Анканто шел к полынье, где предполагал добыть нерпу. Ноги сами несли его к открытой воде, а глаза шарили по торосам, примечая все значительное, достойное внимания. Вон прошагал белый медведь. Сейчас начало зимы. К весне появятся детишки и будут любопытствовать, подходить к охотникам. А это опасно. Медведица может вступиться за своих несмышленышей. А стрелять нельзя — запрет. Штраф пятьсот рублей. Может быть, верно, а может быть, и нет. Три дня назад два огромных белых медведя пришли в поселок и забрались в склад. Разбили шесть ящиков с тройным одеколоном, припасенных заведующим торговой точкой. Медведей отогнали выстрелами из ракетницы, но даже сегодня, если внимательно принюхаться, можно уловить легкий запах одеколона с той стороны, куда ушли медведи.

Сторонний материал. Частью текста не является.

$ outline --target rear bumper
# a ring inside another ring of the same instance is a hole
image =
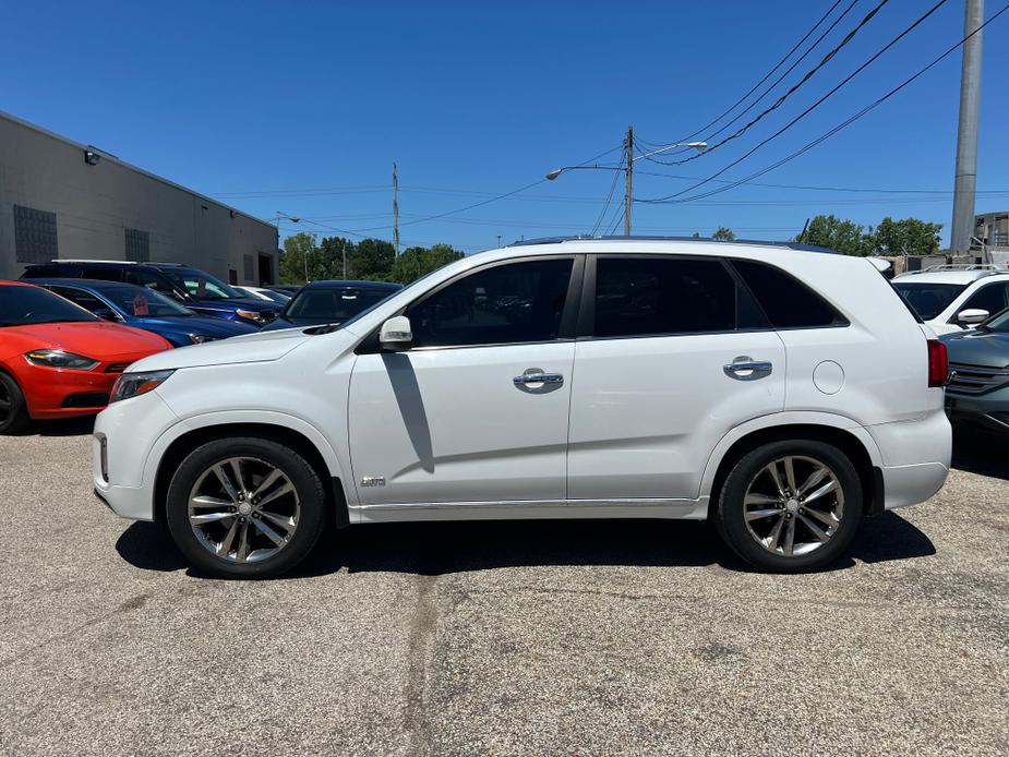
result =
[[[934,496],[949,476],[952,426],[941,410],[914,421],[866,429],[882,457],[884,508],[905,507]]]
[[[947,476],[949,467],[941,462],[882,468],[884,509],[925,502],[942,489]]]

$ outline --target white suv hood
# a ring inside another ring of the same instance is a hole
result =
[[[304,344],[301,328],[286,328],[279,332],[260,332],[233,336],[220,341],[180,347],[152,355],[130,365],[129,373],[137,371],[166,371],[177,368],[200,368],[202,365],[225,365],[228,363],[256,363],[277,360]]]

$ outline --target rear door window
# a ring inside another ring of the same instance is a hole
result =
[[[790,274],[766,263],[732,261],[774,328],[848,325],[829,302]]]
[[[475,347],[556,339],[574,262],[495,265],[464,276],[412,305],[418,347]]]

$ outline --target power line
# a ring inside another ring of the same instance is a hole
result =
[[[585,166],[586,164],[592,163],[593,160],[598,160],[599,158],[603,157],[604,155],[609,155],[610,153],[612,153],[612,152],[614,152],[614,151],[616,151],[616,149],[621,149],[621,148],[620,148],[620,147],[611,147],[610,149],[600,153],[600,154],[597,155],[596,157],[589,158],[588,160],[582,160],[582,161],[579,163],[578,165],[579,165],[579,166]],[[525,191],[527,191],[527,190],[532,189],[533,187],[539,187],[540,184],[545,184],[545,183],[546,183],[546,179],[539,179],[539,180],[537,180],[537,181],[533,181],[531,184],[526,184],[525,187],[519,187],[518,189],[512,190],[510,192],[504,192],[503,194],[495,195],[495,196],[490,197],[490,199],[488,199],[488,200],[481,200],[479,203],[472,203],[471,205],[466,205],[465,207],[458,207],[458,208],[456,208],[456,209],[454,209],[454,211],[446,211],[446,212],[444,212],[444,213],[435,213],[434,215],[431,215],[431,216],[425,216],[425,217],[423,217],[423,218],[418,218],[418,219],[416,219],[416,220],[406,221],[405,224],[400,224],[400,226],[406,226],[407,224],[424,224],[424,223],[427,223],[427,221],[429,221],[429,220],[436,220],[436,219],[439,219],[439,218],[445,218],[446,216],[454,216],[454,215],[456,215],[456,214],[458,214],[458,213],[465,213],[466,211],[471,211],[471,209],[473,209],[475,207],[481,207],[481,206],[483,206],[483,205],[489,205],[490,203],[497,202],[499,200],[504,200],[505,197],[510,197],[513,194],[519,194],[520,192],[525,192]],[[359,229],[359,231],[379,231],[379,230],[387,229],[387,228],[388,228],[388,226],[374,226],[374,227],[367,228],[367,229]],[[356,235],[356,236],[360,236],[360,235]]]
[[[785,76],[788,76],[790,73],[792,73],[792,72],[798,67],[798,64],[802,63],[802,62],[806,59],[806,57],[807,57],[810,52],[813,52],[813,51],[819,46],[819,44],[820,44],[821,41],[824,41],[824,39],[825,39],[831,32],[833,32],[833,29],[837,27],[837,25],[840,24],[841,21],[844,20],[844,16],[846,16],[846,15],[851,12],[851,10],[852,10],[856,4],[858,4],[858,2],[860,2],[860,0],[852,0],[852,2],[848,5],[848,8],[845,8],[843,11],[841,11],[841,15],[839,15],[837,19],[833,20],[833,22],[830,24],[830,26],[828,26],[819,37],[817,37],[816,41],[813,43],[813,44],[806,49],[805,52],[803,52],[798,58],[796,58],[795,61],[794,61],[788,69],[785,69],[785,71],[782,72],[782,74],[781,74],[777,80],[774,80],[774,83],[773,83],[773,84],[771,84],[771,85],[768,86],[764,92],[761,92],[760,95],[757,97],[757,99],[755,99],[753,103],[750,103],[748,106],[746,106],[743,110],[741,110],[738,113],[736,113],[736,115],[733,117],[733,119],[732,119],[731,121],[729,121],[728,123],[725,123],[724,125],[722,125],[720,129],[718,129],[718,131],[714,131],[714,132],[712,132],[711,134],[709,134],[709,135],[706,137],[706,141],[707,141],[707,142],[711,142],[711,140],[713,140],[716,136],[718,136],[719,134],[721,134],[722,132],[724,132],[726,129],[729,129],[729,127],[731,127],[733,123],[735,123],[735,122],[738,121],[741,118],[743,118],[743,116],[745,116],[747,112],[749,112],[750,110],[753,110],[754,108],[756,108],[756,107],[757,107],[757,104],[758,104],[760,100],[762,100],[762,99],[764,99],[765,97],[767,97],[771,92],[773,92],[773,91],[774,91],[774,87],[777,87],[779,84],[781,84],[781,82],[784,81]],[[837,7],[837,3],[834,3],[834,7]],[[831,8],[830,10],[832,11],[833,8]],[[878,8],[877,8],[876,10],[878,10]],[[875,12],[875,11],[874,11],[874,12]],[[828,12],[828,14],[829,14],[829,12]],[[817,24],[817,25],[819,25],[819,24]],[[816,27],[814,27],[814,28],[816,28]],[[813,32],[813,29],[810,29],[810,33],[812,33],[812,32]],[[857,32],[857,28],[855,29],[855,32]],[[808,36],[808,35],[806,35],[806,36]],[[854,32],[851,33],[851,36],[854,36]],[[828,53],[828,58],[825,59],[825,61],[828,60],[830,57],[832,57],[832,56],[837,52],[837,50],[840,49],[841,47],[843,47],[845,44],[846,44],[846,41],[842,41],[842,44],[841,44],[838,48],[836,48],[832,52]],[[820,65],[822,65],[822,63],[820,63]],[[815,71],[816,71],[816,69],[814,69],[814,72],[815,72]],[[812,74],[806,74],[806,77],[803,79],[795,87],[793,87],[792,91],[790,91],[789,93],[786,93],[786,94],[784,95],[784,97],[788,97],[789,95],[792,94],[792,92],[794,92],[794,89],[797,89],[798,87],[801,87],[806,81],[808,81],[808,79],[810,77],[810,75],[812,75]],[[767,77],[765,77],[764,81],[766,81],[766,79],[767,79]],[[774,107],[777,107],[777,105],[780,105],[780,101],[779,101],[779,104],[776,104]],[[773,109],[773,108],[771,108],[771,109]],[[766,111],[766,112],[767,112],[767,111]],[[762,118],[762,115],[761,115],[760,117],[758,117],[757,120],[759,120],[759,118]],[[748,128],[748,127],[747,127],[747,128]],[[720,144],[722,144],[722,143],[719,143],[719,145],[720,145]],[[719,146],[719,145],[716,145],[716,147]],[[713,149],[713,148],[712,148],[712,149]],[[642,151],[642,152],[645,152],[645,151]],[[675,152],[675,153],[671,153],[670,155],[678,155],[678,154],[682,154],[682,153],[690,153],[690,152],[693,152],[693,151],[690,151],[690,149],[684,149],[684,151],[677,151],[677,152]],[[662,158],[656,158],[656,157],[651,157],[651,156],[648,156],[648,160],[651,160],[652,163],[660,163],[660,164],[665,165],[665,166],[674,166],[674,165],[676,165],[677,163],[680,163],[680,161],[675,161],[675,160],[673,160],[673,161],[663,160]]]
[[[741,137],[743,134],[745,134],[747,131],[749,131],[754,125],[756,125],[757,123],[759,123],[760,121],[762,121],[765,117],[767,117],[769,113],[771,113],[771,112],[773,112],[774,110],[777,110],[778,108],[780,108],[780,107],[784,104],[784,101],[789,99],[789,97],[791,97],[794,93],[796,93],[806,82],[808,82],[810,79],[813,79],[813,76],[816,74],[816,72],[819,71],[820,69],[822,69],[828,62],[830,62],[830,61],[838,55],[838,52],[841,50],[841,48],[843,48],[843,47],[844,47],[845,45],[848,45],[852,39],[854,39],[855,35],[856,35],[866,24],[868,24],[868,23],[876,16],[876,14],[879,13],[880,10],[882,10],[882,7],[886,5],[889,1],[890,1],[890,0],[881,0],[881,1],[879,2],[879,4],[876,5],[875,8],[873,8],[873,10],[870,10],[870,11],[865,15],[865,17],[862,19],[862,21],[860,21],[858,24],[857,24],[853,29],[851,29],[846,35],[844,35],[844,38],[843,38],[833,49],[831,49],[831,50],[824,57],[824,59],[822,59],[819,63],[817,63],[815,67],[813,67],[812,69],[809,69],[809,71],[806,72],[806,75],[803,76],[796,84],[792,85],[792,87],[791,87],[788,92],[785,92],[781,97],[779,97],[777,100],[774,100],[773,105],[770,105],[769,107],[765,108],[762,111],[760,111],[760,113],[759,113],[756,118],[752,119],[747,124],[745,124],[745,125],[743,125],[743,127],[740,127],[735,132],[733,132],[733,133],[730,134],[729,136],[724,137],[724,139],[721,140],[720,142],[717,142],[716,144],[709,146],[709,147],[708,147],[706,151],[704,151],[702,153],[698,153],[697,155],[692,155],[692,156],[689,156],[689,157],[683,158],[682,160],[670,161],[670,163],[666,163],[665,165],[668,165],[668,166],[678,166],[678,165],[682,165],[682,164],[684,164],[684,163],[689,163],[690,160],[696,160],[696,159],[697,159],[698,157],[700,157],[701,155],[708,155],[708,154],[714,152],[716,149],[718,149],[719,147],[721,147],[722,145],[724,145],[724,144],[726,144],[726,143],[729,143],[729,142],[732,142],[733,140],[737,140],[738,137]],[[890,40],[890,43],[889,43],[886,47],[884,47],[884,48],[882,48],[881,50],[879,50],[876,55],[874,55],[872,58],[869,58],[865,63],[863,63],[861,67],[858,67],[857,69],[855,69],[855,71],[854,71],[852,74],[850,74],[846,79],[844,79],[844,80],[843,80],[840,84],[838,84],[833,89],[831,89],[831,91],[830,91],[829,93],[827,93],[824,97],[821,97],[819,100],[817,100],[817,101],[813,105],[813,107],[812,107],[809,110],[813,110],[813,108],[816,108],[817,106],[819,106],[819,105],[820,105],[821,103],[824,103],[828,97],[830,97],[831,95],[833,95],[838,89],[840,89],[840,88],[843,87],[845,84],[848,84],[852,79],[854,79],[857,74],[860,74],[866,67],[868,67],[869,63],[872,63],[872,62],[875,61],[877,58],[879,58],[879,56],[881,56],[884,52],[886,52],[887,50],[889,50],[893,45],[896,45],[896,44],[897,44],[900,39],[902,39],[905,35],[910,34],[912,29],[914,29],[918,24],[921,24],[922,22],[924,22],[928,16],[930,16],[933,13],[935,13],[937,10],[939,10],[939,8],[940,8],[941,5],[944,5],[944,4],[946,4],[946,2],[947,2],[947,0],[939,0],[939,2],[937,2],[935,5],[932,7],[932,9],[928,10],[928,12],[926,12],[923,16],[921,16],[917,21],[915,21],[911,26],[909,26],[908,28],[905,28],[900,35],[898,35],[898,36],[894,37],[892,40]],[[809,112],[809,111],[807,110],[806,112]],[[805,113],[803,113],[803,116],[805,116]],[[800,118],[802,118],[802,116],[800,116]]]
[[[623,165],[623,160],[621,161]],[[616,191],[616,180],[620,179],[620,171],[613,171],[613,183],[610,184],[610,194],[606,195],[606,202],[603,203],[602,209],[599,212],[599,218],[596,219],[596,225],[592,227],[592,236],[596,236],[596,232],[599,230],[599,226],[602,224],[603,218],[606,216],[606,211],[610,209],[610,202],[613,200],[613,192]]]
[[[984,22],[981,26],[978,26],[976,29],[974,29],[973,32],[971,32],[971,33],[970,33],[969,35],[966,35],[965,37],[963,37],[963,39],[961,39],[961,40],[958,41],[956,45],[953,45],[952,47],[950,47],[949,49],[947,49],[945,52],[942,52],[941,55],[939,55],[939,56],[938,56],[937,58],[935,58],[930,63],[928,63],[928,65],[926,65],[925,68],[918,70],[917,73],[915,73],[915,74],[913,74],[912,76],[905,79],[903,82],[901,82],[900,84],[898,84],[896,87],[893,87],[892,89],[890,89],[888,93],[886,93],[885,95],[882,95],[881,97],[879,97],[879,98],[876,99],[875,101],[873,101],[873,103],[870,103],[869,105],[867,105],[866,107],[864,107],[864,108],[863,108],[862,110],[860,110],[857,113],[855,113],[854,116],[852,116],[851,118],[849,118],[846,121],[843,121],[843,122],[839,123],[838,125],[836,125],[836,127],[834,127],[833,129],[831,129],[830,131],[828,131],[828,132],[821,134],[820,136],[818,136],[817,139],[813,140],[812,142],[806,143],[803,147],[801,147],[800,149],[795,151],[795,152],[792,153],[791,155],[789,155],[789,156],[782,158],[781,160],[778,160],[777,163],[773,163],[773,164],[771,164],[770,166],[767,166],[766,168],[761,168],[759,171],[754,171],[754,172],[750,173],[749,176],[747,176],[747,177],[745,177],[745,178],[743,178],[743,179],[740,179],[740,180],[737,180],[737,181],[735,181],[735,182],[732,182],[732,183],[730,183],[730,184],[726,184],[725,187],[722,187],[722,188],[719,188],[719,189],[716,189],[716,190],[710,190],[710,191],[704,192],[704,193],[701,193],[701,194],[696,194],[696,195],[693,195],[693,196],[689,196],[689,197],[683,197],[682,200],[672,200],[672,197],[677,196],[676,194],[674,194],[674,195],[670,195],[669,197],[660,197],[660,199],[658,199],[658,200],[638,200],[637,202],[640,202],[640,203],[651,203],[651,204],[658,204],[658,203],[678,204],[678,203],[693,202],[693,201],[695,201],[695,200],[700,200],[700,199],[704,199],[704,197],[710,197],[710,196],[713,195],[713,194],[719,194],[719,193],[721,193],[721,192],[725,192],[725,191],[728,191],[728,190],[730,190],[730,189],[733,189],[734,187],[738,187],[740,184],[743,184],[743,183],[748,182],[750,179],[756,179],[756,178],[758,178],[758,177],[764,176],[765,173],[767,173],[767,172],[769,172],[769,171],[774,170],[776,168],[779,168],[779,167],[783,166],[784,164],[789,163],[790,160],[793,160],[793,159],[797,158],[800,155],[803,155],[804,153],[806,153],[806,152],[813,149],[813,148],[816,147],[818,144],[820,144],[821,142],[825,142],[826,140],[830,139],[831,136],[833,136],[834,134],[837,134],[837,133],[840,132],[841,130],[846,129],[849,125],[851,125],[852,123],[854,123],[855,121],[857,121],[858,119],[861,119],[863,116],[865,116],[866,113],[868,113],[870,110],[875,109],[876,107],[878,107],[878,106],[881,105],[882,103],[885,103],[885,101],[887,101],[888,99],[890,99],[893,95],[896,95],[898,92],[900,92],[901,89],[903,89],[905,86],[908,86],[909,84],[911,84],[912,82],[914,82],[915,80],[917,80],[920,76],[922,76],[923,74],[925,74],[927,71],[932,70],[932,69],[933,69],[935,65],[937,65],[940,61],[942,61],[945,58],[947,58],[951,52],[953,52],[953,51],[956,51],[958,48],[960,48],[968,39],[970,39],[970,38],[973,37],[975,34],[977,34],[978,32],[981,32],[981,29],[983,29],[985,26],[987,26],[987,25],[990,24],[993,21],[995,21],[996,19],[998,19],[998,16],[1000,16],[1000,15],[1001,15],[1002,13],[1005,13],[1007,10],[1009,10],[1009,3],[1007,3],[1006,5],[1002,5],[994,15],[992,15],[992,16],[990,16],[986,22]],[[758,146],[759,146],[759,145],[758,145]],[[756,149],[756,148],[754,148],[754,149]],[[750,153],[752,153],[752,152],[753,152],[753,151],[750,151]],[[749,153],[748,153],[747,155],[749,155]],[[743,157],[746,157],[746,156],[743,156]],[[742,160],[742,158],[741,158],[741,160]],[[738,163],[738,161],[736,161],[736,163]],[[734,164],[733,164],[733,165],[734,165]],[[724,170],[724,169],[723,169],[723,170]],[[717,176],[717,175],[716,175],[716,176]],[[710,179],[709,179],[709,180],[710,180]],[[707,183],[709,180],[705,180],[704,182],[700,182],[700,183],[701,183],[701,184]],[[695,189],[696,187],[699,187],[699,185],[700,185],[700,184],[696,184],[694,188],[688,188],[687,190],[684,190],[684,191],[689,191],[690,189]],[[683,192],[680,192],[680,193],[677,193],[677,194],[683,194]]]
[[[886,0],[885,0],[885,1],[886,1]],[[910,34],[914,28],[916,28],[916,27],[917,27],[922,22],[924,22],[928,16],[930,16],[933,13],[935,13],[941,5],[945,5],[946,2],[947,2],[947,0],[939,0],[939,2],[937,2],[937,3],[936,3],[935,5],[933,5],[930,9],[928,9],[928,11],[926,11],[922,16],[920,16],[913,24],[911,24],[908,28],[905,28],[903,32],[901,32],[899,35],[897,35],[893,39],[891,39],[889,43],[887,43],[880,50],[878,50],[872,58],[869,58],[869,59],[868,59],[867,61],[865,61],[862,65],[860,65],[860,67],[858,67],[857,69],[855,69],[852,73],[850,73],[844,80],[841,81],[840,84],[838,84],[836,87],[833,87],[833,89],[831,89],[831,91],[828,92],[826,95],[824,95],[822,97],[820,97],[816,103],[814,103],[813,105],[810,105],[810,106],[809,106],[808,108],[806,108],[803,112],[801,112],[801,113],[800,113],[798,116],[796,116],[794,119],[792,119],[791,121],[789,121],[789,122],[788,122],[786,124],[784,124],[781,129],[779,129],[778,131],[776,131],[773,134],[771,134],[770,136],[768,136],[768,137],[765,139],[764,141],[757,143],[757,145],[756,145],[755,147],[750,148],[749,152],[745,153],[742,157],[736,158],[735,160],[733,160],[732,163],[730,163],[728,166],[725,166],[725,167],[722,168],[721,170],[716,171],[714,173],[712,173],[711,176],[709,176],[707,179],[705,179],[704,181],[699,181],[698,183],[694,184],[693,187],[687,187],[686,189],[683,189],[683,190],[681,190],[681,191],[678,191],[678,192],[674,192],[673,194],[666,195],[666,196],[664,196],[664,197],[658,197],[658,199],[653,199],[653,200],[646,200],[646,201],[644,201],[644,202],[665,202],[665,201],[668,201],[668,200],[672,200],[672,199],[674,199],[674,197],[678,197],[678,196],[681,196],[681,195],[683,195],[683,194],[686,194],[687,192],[689,192],[689,191],[692,191],[692,190],[697,189],[698,187],[702,187],[704,184],[707,184],[709,181],[711,181],[711,180],[713,180],[713,179],[717,179],[718,177],[720,177],[722,173],[724,173],[725,171],[728,171],[728,170],[729,170],[730,168],[732,168],[733,166],[737,166],[737,165],[741,164],[743,160],[745,160],[745,159],[748,158],[750,155],[753,155],[753,154],[756,153],[758,149],[760,149],[764,145],[766,145],[767,143],[771,142],[772,140],[776,140],[777,137],[781,136],[784,132],[786,132],[789,129],[791,129],[791,128],[794,127],[796,123],[798,123],[802,119],[804,119],[806,116],[808,116],[810,112],[813,112],[813,111],[814,111],[816,108],[818,108],[824,101],[826,101],[827,98],[829,98],[831,95],[833,95],[836,92],[838,92],[838,89],[840,89],[841,87],[843,87],[843,86],[844,86],[845,84],[848,84],[851,80],[853,80],[856,75],[858,75],[862,71],[864,71],[873,61],[875,61],[875,60],[876,60],[877,58],[879,58],[884,52],[886,52],[886,51],[889,50],[891,47],[893,47],[898,41],[900,41],[900,40],[901,40],[903,37],[905,37],[908,34]],[[877,5],[877,9],[878,9],[878,8],[879,8],[879,7]],[[961,40],[960,43],[958,43],[957,47],[959,47],[959,46],[962,45],[962,44],[963,44],[963,41]],[[685,163],[685,160],[682,161],[682,163]]]
[[[855,0],[855,2],[857,2],[857,0]],[[738,105],[741,105],[742,103],[744,103],[744,101],[746,100],[747,97],[749,97],[752,94],[754,94],[754,92],[756,92],[757,88],[758,88],[761,84],[764,84],[764,82],[766,82],[768,79],[770,79],[771,75],[772,75],[778,69],[780,69],[780,68],[782,67],[782,64],[784,64],[784,62],[785,62],[789,58],[792,57],[792,53],[795,52],[795,50],[797,50],[800,47],[802,47],[803,43],[805,43],[806,39],[809,38],[809,36],[819,27],[820,24],[822,24],[822,23],[830,16],[831,13],[833,13],[833,9],[836,9],[839,4],[841,4],[841,0],[837,0],[830,8],[828,8],[828,9],[827,9],[827,12],[826,12],[824,15],[821,15],[820,19],[819,19],[819,21],[817,21],[817,22],[813,25],[813,28],[810,28],[808,32],[806,32],[806,34],[803,35],[803,38],[800,39],[797,43],[795,43],[795,45],[792,47],[792,49],[790,49],[786,53],[784,53],[784,57],[783,57],[781,60],[779,60],[779,61],[774,64],[774,68],[772,68],[770,71],[768,71],[766,74],[764,74],[764,79],[761,79],[759,82],[757,82],[756,84],[754,84],[754,85],[749,88],[749,92],[747,92],[747,93],[746,93],[745,95],[743,95],[740,99],[737,99],[735,103],[733,103],[731,106],[729,106],[729,108],[725,110],[725,112],[723,112],[721,116],[719,116],[718,118],[716,118],[716,119],[714,119],[713,121],[711,121],[710,123],[705,124],[704,127],[701,127],[700,129],[698,129],[698,130],[697,130],[696,132],[694,132],[693,134],[688,134],[687,136],[682,136],[682,137],[680,137],[678,140],[673,140],[673,143],[676,143],[676,142],[687,142],[688,140],[692,140],[693,137],[697,136],[698,134],[700,134],[700,133],[702,133],[702,132],[706,132],[708,129],[710,129],[710,128],[713,127],[716,123],[718,123],[718,122],[721,121],[723,118],[725,118],[725,116],[728,116],[728,115],[731,113],[733,110],[735,110],[735,108],[736,108]],[[852,4],[854,4],[854,2],[853,2]],[[849,9],[849,10],[851,10],[851,9]],[[846,13],[846,12],[848,12],[848,11],[845,11],[845,13]],[[841,17],[838,19],[838,21],[840,21],[842,17],[844,17],[844,14],[843,14],[843,13],[841,14]],[[834,22],[834,23],[837,23],[837,22]],[[833,27],[831,27],[831,28],[833,28]],[[814,45],[814,47],[816,47],[816,45]],[[809,49],[812,50],[813,48],[809,48]],[[802,59],[800,59],[800,60],[802,60]],[[780,81],[780,80],[779,80],[779,81]],[[757,101],[759,101],[759,99],[758,99]],[[746,112],[746,111],[743,111],[743,112]],[[665,144],[671,144],[671,143],[666,142]],[[661,146],[661,145],[657,145],[657,146]],[[646,151],[646,152],[647,152],[647,151]]]

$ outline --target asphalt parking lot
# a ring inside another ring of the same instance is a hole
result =
[[[4,754],[1009,752],[1004,446],[816,575],[698,524],[483,522],[229,582],[94,500],[88,432],[0,438]]]

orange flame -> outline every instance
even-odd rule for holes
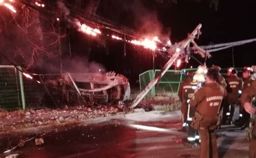
[[[92,27],[89,27],[84,24],[81,24],[80,22],[77,23],[76,24],[79,27],[79,31],[83,32],[87,34],[95,37],[102,33],[97,28],[92,28]]]
[[[30,78],[30,79],[33,79],[33,77],[32,77],[29,74],[26,74],[25,73],[23,73],[22,74],[23,74],[23,75],[26,77],[26,78]]]
[[[12,2],[13,0],[9,0],[8,1],[10,2]],[[0,5],[3,5],[4,6],[9,9],[10,11],[11,11],[14,13],[16,13],[17,11],[15,10],[14,7],[9,3],[6,3],[4,0],[0,0]]]
[[[145,48],[149,48],[153,51],[156,50],[156,48],[157,48],[157,45],[156,42],[153,40],[150,40],[147,38],[142,41],[132,40],[131,41],[131,43],[136,45],[144,46]]]
[[[114,35],[112,35],[112,38],[114,39],[117,39],[118,40],[123,40],[123,39],[122,38],[116,36]]]
[[[181,63],[181,60],[180,59],[178,60],[177,63],[177,67],[179,67]]]
[[[16,13],[17,12],[17,11],[15,10],[15,9],[14,9],[14,6],[12,6],[12,5],[11,5],[11,4],[8,4],[8,3],[4,3],[4,5],[8,8],[9,9],[10,9],[10,10],[11,10],[12,12],[14,12],[14,13]]]
[[[36,4],[36,5],[38,6],[41,6],[42,8],[44,8],[45,5],[44,5],[44,4],[40,4],[38,2],[36,2],[35,3],[35,4]]]

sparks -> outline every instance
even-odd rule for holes
[[[10,9],[10,10],[11,10],[12,12],[14,12],[14,13],[16,13],[17,12],[17,11],[15,10],[15,9],[14,9],[14,6],[12,6],[12,5],[11,5],[11,4],[8,4],[8,3],[4,3],[4,6],[5,6],[6,8],[8,8],[9,9]]]
[[[9,1],[9,2],[12,2],[13,1]],[[16,13],[17,11],[15,10],[14,7],[9,3],[6,3],[4,2],[4,0],[0,0],[0,5],[4,5],[6,8],[9,9],[14,13]]]
[[[85,33],[87,34],[95,37],[102,33],[99,30],[92,28],[84,24],[81,24],[80,22],[77,23],[76,24],[79,27],[78,30],[79,31]]]
[[[123,40],[123,39],[122,38],[116,36],[114,35],[112,35],[112,38],[114,39],[117,39],[117,40]]]
[[[23,73],[22,74],[23,74],[23,75],[26,77],[26,78],[30,78],[30,79],[33,79],[33,77],[32,77],[30,75],[28,74],[26,74],[25,73]]]
[[[178,60],[177,63],[177,67],[179,67],[181,63],[181,60],[180,59]]]
[[[44,6],[45,6],[45,5],[44,5],[44,4],[40,4],[38,2],[36,2],[35,3],[35,4],[36,4],[36,5],[38,6],[41,6],[41,7],[42,7],[42,8],[44,8]]]
[[[180,52],[180,51],[181,51],[181,49],[180,49],[180,48],[176,48],[176,52]]]
[[[156,50],[156,48],[157,48],[156,42],[153,40],[150,40],[147,38],[142,41],[132,40],[131,41],[131,43],[136,45],[144,46],[145,48],[149,48],[153,51]]]
[[[160,41],[159,39],[158,38],[158,37],[157,36],[156,36],[155,37],[154,37],[153,38],[153,40],[154,41],[158,42],[159,42],[159,43],[161,42],[161,41]]]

Говорят, что в Канаде до сих пор стреляют белых медведей. Анканто читал в газете, как богатые охотники на маленьких самолетах гоняются за медведем, пока тот не падает в изнеможении на снег. Тогда пристрелить его не стоит никакого труда.
На острове до запрета тоже охотились на медведя. Не для себя, а чтобы шкуру продать. Полярники покупали, летчики, разные приезжие. Самим медвежья шкура была вроде ни к чему: жили в домах, пологи не шили, а для одежды она была слишком тяжела. Били медведей и не думали, что их мало осталось на земле. Правда, стали замечать, что умка начал остерегаться населенных мест, человека обходить далеко. Приходилось гнаться за ним по торосистым льдам, изводить на него патроны. А потом пришел запрет. После запрета цена шкуры так подскочила, что бить стали бедного умку пуще прежнего, пока несколько человек не поплатились пятьюстами рублями и не предстали перед судом. Вот тогда охота на умку по-настоящему прекратилась, а медведи осмелели так, что стали приходить в селение и задирать собак.
Сейчас так, словно умку никогда не стреляли, и он стал вольным и не пугливым жителем Арктики, каким был много-много лет назад.
Когда Анканто встречал умку, он смело шел ему навстречу, и белый медведь всегда уступал дорогу человеку.
Так продолжалось долго, много лет подряд. Женился Анканто, родились у него дети, и однажды встревоженная жена ворвалась к председателю сельского Совета и закричала, что Анканто как ушел позавчера во льды, так до сих пор его нет.
Подняли тревогу, вызвали вертолет с полярной станции.
Летчик, покружившись над торосами, быстро нашел Анканто и взял его на борт. У охотника была покусана нога, но раны были неглубокие. Только много крови он потерял и едва не лишился ноги, которая застыла, как кусок строганины. Ногу анадырские доктора отстояли, и Анканто вернулся на родной остров, привезя рассказы об анадырских новых домах, где из стенки течет горячая вода, которую, однако, не рекомендуют заваривать, может быть потому, что она такая ржавая, словно в нее высыпали мешок кирпичного чая.